続いて、デジタルでの集客でやってよかったこと、やらなかったことは次のように挙げました。

  • やってよかったこと
    自社ホームページ、コエテコで情報をすべて公開
    体験申し込み窓口をコエテコに一元化
  • Not -Todo
    料金を隠す
    体験申し込み窓口を自社ホームページとコエテコで分ける

自社ホームページでは、料金を含めすべての情報を公開しているそうです。これは、料金を隠すことによって安心感を得られないこと、料金問い合わせのやり取りに双方の手間がかかることが理由とのこと。

また、Web集客にはコエテコも活用しています。自社ホームページに掲載している内容をコエテコにも掲載。体験申し込みはすべてコエテコ経由に一元化することで、事務作業の効率化と返信漏れなどのミスをなくしているとのことでした。

体験会は、翌月の入会者のみを募集する形で提示しています。そうすることで、決断を早めることができるとのこと。さらに特徴的なのは、無料での体験会や夏休みの体験会を実施していないことです。本気度が高い生徒が集まるため、入会率が上がると本田さんは説明します。

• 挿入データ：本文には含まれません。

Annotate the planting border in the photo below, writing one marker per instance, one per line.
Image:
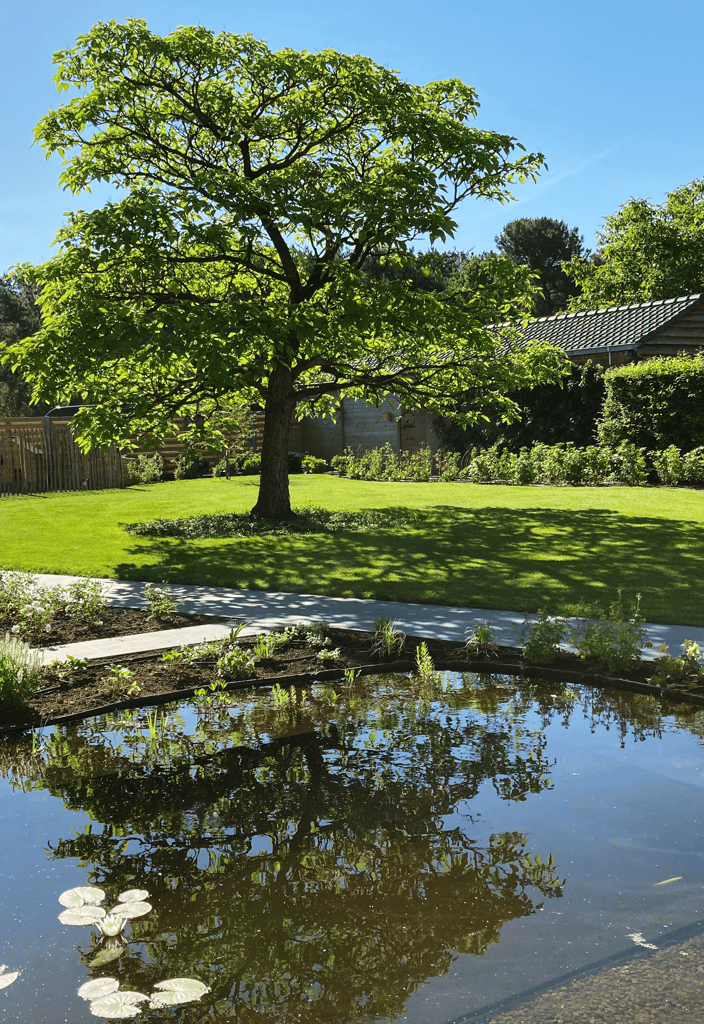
(484, 665)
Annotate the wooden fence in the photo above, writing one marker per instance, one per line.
(39, 455)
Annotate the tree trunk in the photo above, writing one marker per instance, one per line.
(273, 501)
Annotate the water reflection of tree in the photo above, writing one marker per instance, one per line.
(319, 876)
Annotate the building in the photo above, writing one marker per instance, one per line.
(623, 334)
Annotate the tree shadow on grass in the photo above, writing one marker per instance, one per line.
(519, 559)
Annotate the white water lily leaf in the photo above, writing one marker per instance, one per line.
(107, 954)
(7, 979)
(118, 1006)
(112, 924)
(82, 915)
(98, 987)
(133, 909)
(80, 895)
(133, 895)
(177, 990)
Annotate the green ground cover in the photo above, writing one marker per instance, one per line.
(490, 547)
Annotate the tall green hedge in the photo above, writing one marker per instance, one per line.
(655, 403)
(550, 414)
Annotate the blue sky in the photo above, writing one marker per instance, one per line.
(611, 92)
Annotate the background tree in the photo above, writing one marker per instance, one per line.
(258, 185)
(545, 245)
(646, 251)
(19, 317)
(550, 414)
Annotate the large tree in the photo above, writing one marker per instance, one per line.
(255, 187)
(647, 251)
(544, 245)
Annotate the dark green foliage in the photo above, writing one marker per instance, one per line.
(307, 520)
(550, 414)
(189, 466)
(655, 403)
(544, 244)
(646, 251)
(19, 318)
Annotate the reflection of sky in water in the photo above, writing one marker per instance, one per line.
(617, 820)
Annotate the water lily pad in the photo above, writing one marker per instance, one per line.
(80, 895)
(133, 909)
(118, 1005)
(82, 915)
(97, 988)
(7, 979)
(112, 924)
(107, 954)
(177, 990)
(133, 895)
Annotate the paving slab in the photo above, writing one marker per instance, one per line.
(265, 610)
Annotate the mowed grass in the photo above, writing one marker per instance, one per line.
(489, 547)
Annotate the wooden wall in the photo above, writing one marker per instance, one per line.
(39, 455)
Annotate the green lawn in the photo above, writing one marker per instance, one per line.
(491, 547)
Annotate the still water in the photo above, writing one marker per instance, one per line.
(376, 853)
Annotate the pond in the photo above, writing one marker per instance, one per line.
(366, 853)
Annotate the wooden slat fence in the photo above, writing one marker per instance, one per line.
(39, 455)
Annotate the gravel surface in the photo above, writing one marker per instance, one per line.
(662, 987)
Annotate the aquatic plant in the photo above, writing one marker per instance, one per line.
(481, 639)
(235, 665)
(19, 671)
(162, 603)
(388, 639)
(541, 638)
(615, 638)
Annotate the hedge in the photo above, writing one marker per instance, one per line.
(655, 403)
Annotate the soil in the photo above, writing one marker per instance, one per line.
(113, 623)
(70, 692)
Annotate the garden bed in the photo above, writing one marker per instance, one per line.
(69, 692)
(113, 623)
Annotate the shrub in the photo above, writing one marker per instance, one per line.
(145, 469)
(313, 465)
(189, 466)
(295, 460)
(693, 466)
(668, 464)
(655, 403)
(85, 601)
(541, 639)
(551, 414)
(615, 639)
(447, 465)
(235, 665)
(19, 671)
(629, 464)
(251, 465)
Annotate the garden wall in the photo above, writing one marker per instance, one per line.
(39, 455)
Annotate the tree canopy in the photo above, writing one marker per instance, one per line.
(544, 245)
(647, 251)
(255, 186)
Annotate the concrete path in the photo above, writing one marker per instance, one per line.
(264, 611)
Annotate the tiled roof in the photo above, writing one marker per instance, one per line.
(618, 327)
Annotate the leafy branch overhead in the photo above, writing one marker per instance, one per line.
(258, 188)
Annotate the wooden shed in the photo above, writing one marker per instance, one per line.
(623, 334)
(359, 425)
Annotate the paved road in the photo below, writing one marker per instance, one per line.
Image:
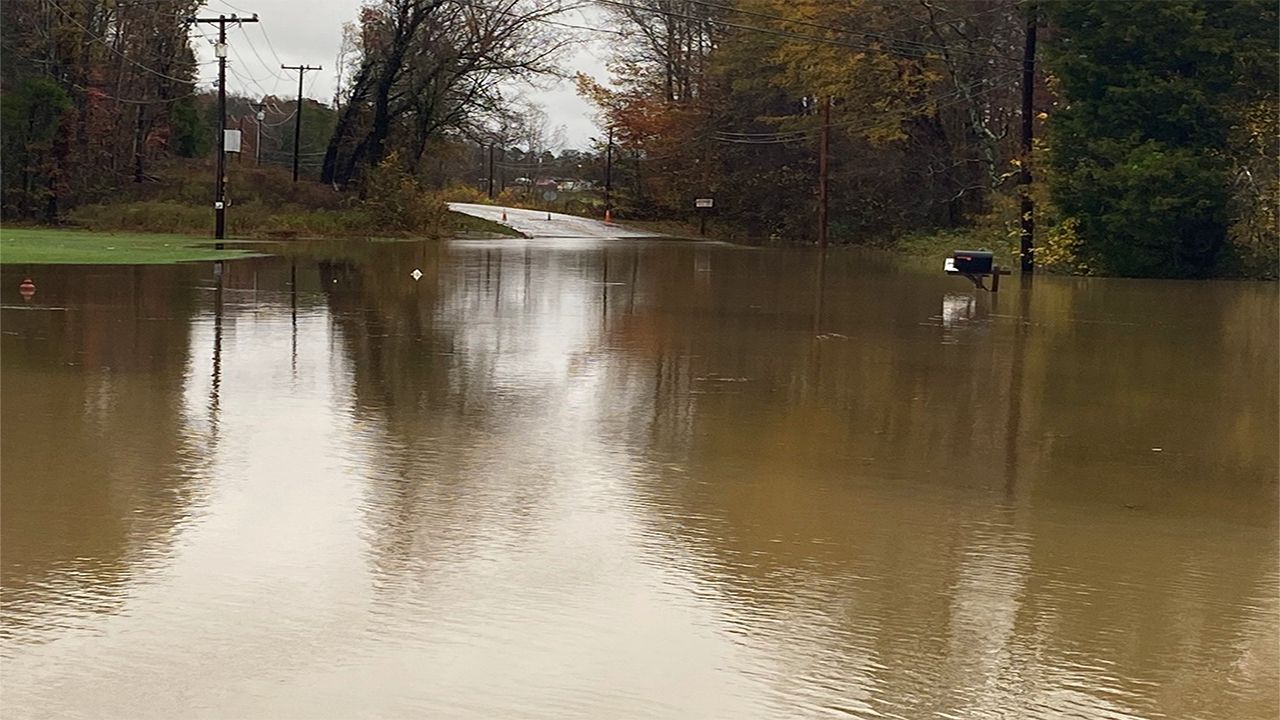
(535, 223)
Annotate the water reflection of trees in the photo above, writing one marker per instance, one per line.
(92, 458)
(960, 510)
(938, 499)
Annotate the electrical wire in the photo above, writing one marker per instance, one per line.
(108, 45)
(769, 31)
(917, 44)
(748, 136)
(897, 115)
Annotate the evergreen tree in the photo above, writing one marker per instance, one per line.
(1139, 146)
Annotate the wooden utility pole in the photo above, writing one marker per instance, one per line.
(824, 146)
(1024, 177)
(259, 114)
(490, 171)
(220, 182)
(297, 114)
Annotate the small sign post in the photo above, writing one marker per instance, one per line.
(703, 205)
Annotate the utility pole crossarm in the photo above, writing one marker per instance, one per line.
(297, 113)
(220, 181)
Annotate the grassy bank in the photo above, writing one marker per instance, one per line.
(23, 245)
(257, 220)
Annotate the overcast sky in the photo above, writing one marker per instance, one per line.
(307, 32)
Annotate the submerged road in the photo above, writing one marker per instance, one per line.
(539, 223)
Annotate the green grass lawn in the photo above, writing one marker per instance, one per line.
(85, 247)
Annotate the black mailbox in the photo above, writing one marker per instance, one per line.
(972, 261)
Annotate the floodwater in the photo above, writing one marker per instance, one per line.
(634, 479)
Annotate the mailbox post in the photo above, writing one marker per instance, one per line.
(976, 264)
(703, 205)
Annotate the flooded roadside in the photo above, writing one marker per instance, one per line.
(636, 479)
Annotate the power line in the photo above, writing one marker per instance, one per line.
(958, 91)
(776, 32)
(862, 33)
(108, 45)
(808, 135)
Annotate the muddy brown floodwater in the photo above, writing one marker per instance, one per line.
(624, 478)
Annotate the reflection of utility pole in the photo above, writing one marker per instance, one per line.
(220, 181)
(215, 381)
(608, 180)
(293, 317)
(823, 146)
(1024, 177)
(297, 114)
(1014, 417)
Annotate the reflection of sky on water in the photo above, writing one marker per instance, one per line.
(597, 481)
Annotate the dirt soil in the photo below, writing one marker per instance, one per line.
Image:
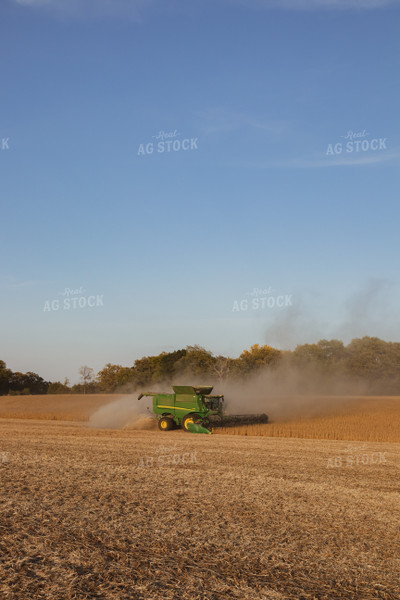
(149, 515)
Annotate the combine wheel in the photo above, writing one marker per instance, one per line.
(191, 418)
(166, 423)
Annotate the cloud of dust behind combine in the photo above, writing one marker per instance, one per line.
(287, 393)
(123, 413)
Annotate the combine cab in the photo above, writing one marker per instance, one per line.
(194, 409)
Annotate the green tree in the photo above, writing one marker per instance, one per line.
(5, 375)
(87, 377)
(197, 362)
(258, 357)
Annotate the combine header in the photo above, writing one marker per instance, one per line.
(195, 410)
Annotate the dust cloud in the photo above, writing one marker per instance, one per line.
(124, 413)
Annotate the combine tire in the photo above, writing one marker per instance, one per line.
(191, 418)
(166, 423)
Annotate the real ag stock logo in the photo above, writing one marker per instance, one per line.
(262, 299)
(73, 299)
(356, 142)
(167, 142)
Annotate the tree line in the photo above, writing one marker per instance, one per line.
(370, 361)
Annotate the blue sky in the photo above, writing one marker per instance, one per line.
(281, 178)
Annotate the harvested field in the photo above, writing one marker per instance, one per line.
(54, 407)
(146, 515)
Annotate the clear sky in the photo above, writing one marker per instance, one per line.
(179, 172)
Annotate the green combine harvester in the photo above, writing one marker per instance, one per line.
(194, 409)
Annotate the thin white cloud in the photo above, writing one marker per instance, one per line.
(90, 8)
(221, 120)
(317, 162)
(135, 8)
(304, 5)
(15, 284)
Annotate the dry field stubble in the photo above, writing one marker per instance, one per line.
(229, 517)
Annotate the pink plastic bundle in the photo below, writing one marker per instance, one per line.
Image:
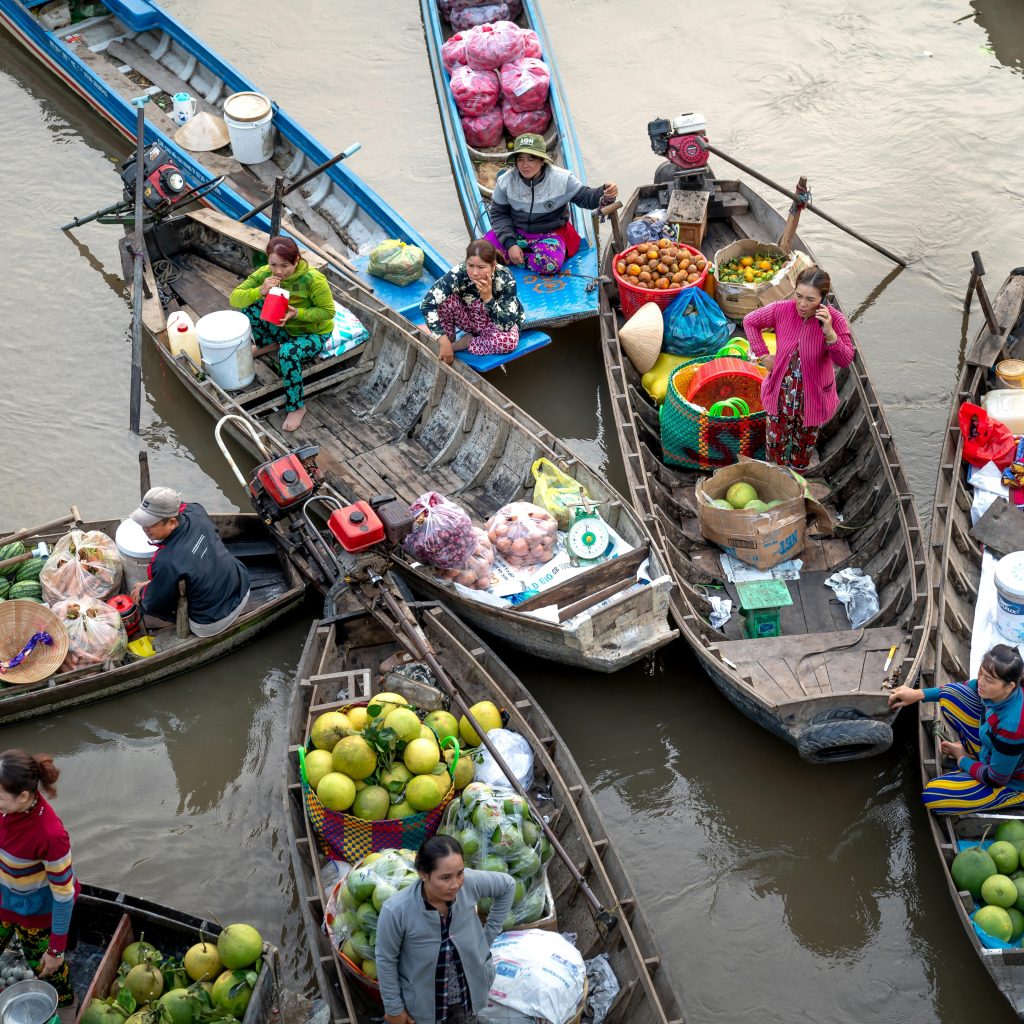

授業の質向上のためにやったことについても解説がありました。

  • 教材選びのポイント
    内容・カリキュラム
    説明を聞く・疑問点を解消
    自分が体験する
  • 教材だけに頼らない授業・イベント

教材は自分も体験し、「生徒が楽しめそうか」という観点で選んでいるそうです。この際の楽しさとは「fun」だけでなく「interesting」も重視しているとのことでした。

今後は、鎌倉駅前プログラミング教室 for Kidsを日本一のプログラミング教室にすることを目標にしていると話す本田さん。基本に忠実に教室を運営している様子が印象的でした。今後は「チェーン展開などで規模を大きくするのではなく、スタッフの給与水準を高くし、授業の質を向上させ、鎌倉に根付いて地域に貢献していきたい」と展望を話しました。

(みやじまロボットクラブ)2022年WRO国際大会出場!生徒がやめないロボット教室~ロボット競技会でやる気UP~ 「みやじまロボットクラブ」の競技会参加を目標としたレッスンプランの作り方やモチベーションアップの方法を紹介!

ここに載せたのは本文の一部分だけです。